Twelve year old Ava wants to learn more about artificial intelligence. Specifically, she wants to learn more about the technologies that would go into an artificial intelligence like JARVIS, from Marvel comics. JARVIS is Tony Stark’s computer assistant that can seemingly handle everything from managing the home air conditioning to analyzing the state of Iron Man’s suits. Ava knows that JARVIS isn’t possible with current technology, but what kinds of technologies are being developed to make virtual assistants like Alexa and Siri? How far off are we from building a JARVIS?
Ava and I explored this question while participating in the MAGIC (More Active Girls in Computing) mentoring program. We started by looking at the existing assistants, such as Watson and Siri. We looked at what these assistants do and the underlying computer science tools that make virtual assistants possible, including speech recognition, natural language understanding, and machine learning algorithms. To understand more about how these work, we played with Google’s interactive AI Experiments and IBM Watson’s demo applications. We also discussed problems that computers can’t easily solve yet, and how humans and computers can work together to solve big problems.
Some of our favorite AI learning resources include:
When applying to MAGIC, Ava had expressed interest in learning more about Computer Science and Artificial Intelligence. She had previously developed games in Scratch, but wanted to learn to more. Between our mentoring sessions, Ava taught herself Python on Codecademy and created a Python-based book recommender system to practice what she learned. During our meetings we troubleshooted Python programs and watched videos about AI technologies. Since Ava was especially interested in virtual assistants, we researched how to make an Alexa app and found some great videos on programming Alexa skills with Python and AWS. Armed with this knowledge, Ava decided to create an Alexa skill that was a Harry Potter trivia game.
We started by setting up some basic skills using Alexa tutorials provided by Amazon. Designing an Alexa skill requires access to some online host that can interface with Alexa. AWS is the easiest choice and we tried two approaches including Alexa-hosted skills and AWS Educate.
AWS Educate is a neat option for students. It provides an AWS account, as well as online training that allows the student to collect badges showing what they’ve learned about cloud computing. It also offers career advice, access to job opportunities, and $30+ in AWS credits every year. However, Ava and I found the service to be complicated for working with Alexa skills, as the AWS Educate accounts do not have the permissions needed to complete many of the Alexa tutorials published by Amazon. We spent a lot of time troubleshooting to find workarounds, with limited success.

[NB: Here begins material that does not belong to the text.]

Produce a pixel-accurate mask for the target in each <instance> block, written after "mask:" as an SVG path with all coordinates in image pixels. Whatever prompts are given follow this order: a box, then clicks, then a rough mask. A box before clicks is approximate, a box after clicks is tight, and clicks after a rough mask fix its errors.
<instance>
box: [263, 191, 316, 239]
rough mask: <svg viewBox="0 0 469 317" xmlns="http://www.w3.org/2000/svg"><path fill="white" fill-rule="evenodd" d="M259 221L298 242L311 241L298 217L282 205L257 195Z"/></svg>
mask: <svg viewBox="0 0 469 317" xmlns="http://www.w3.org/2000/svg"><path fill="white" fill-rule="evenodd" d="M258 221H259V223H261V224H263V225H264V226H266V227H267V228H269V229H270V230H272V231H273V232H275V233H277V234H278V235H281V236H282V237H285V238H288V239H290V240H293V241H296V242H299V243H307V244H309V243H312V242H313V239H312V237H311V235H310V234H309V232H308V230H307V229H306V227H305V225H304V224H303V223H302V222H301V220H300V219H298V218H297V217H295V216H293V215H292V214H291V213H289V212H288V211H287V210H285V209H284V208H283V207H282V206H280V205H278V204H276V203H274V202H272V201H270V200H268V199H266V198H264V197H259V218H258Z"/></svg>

Alexa-hosted skills were introduced a couple months after we embarked on the project and this turned out to be much easier to work with. With this option, you can chose to use Alexa-hosted skills (Beta) when creating a new Alexa skill using the Alexa Skills Kit in the Amazon Developer Console. Once the skill is created, a new Code tab is available in the menu. From there you can import any of the code required by your Alexa skill. This service is free, does not require a credit card to setup and is simple to use. When working through existing Amazon Alexa tutorials, you can ignore the steps dealing with AWS and just copy and paste the code into the Code tab.
Using Alexa-hosted skills, we successfully created two Alexa skills. The first skill was the Harry Potter trivia game, which is based on Trivia Skill tutorial. Our second skill was loosely based on the Fact Skill tutorial, but we modified it into a a Book Recommender that recommends Ava’s favorite books.
Ava and I both learned a lot from our MAGIC mentoring experience. We learned about virtual assistants, including their underlying technology and algorithms. We gained experience with cloud computing using Amazon’s AWS and learned how to create our own Alexa skills to practice Harry Potter trivia and get book recommendations. This is just the beginning of Ava’s journey into Computer Science and Artificial Intelligence, and I am looking forward to hearing how she continues to grow in skills and knowledge.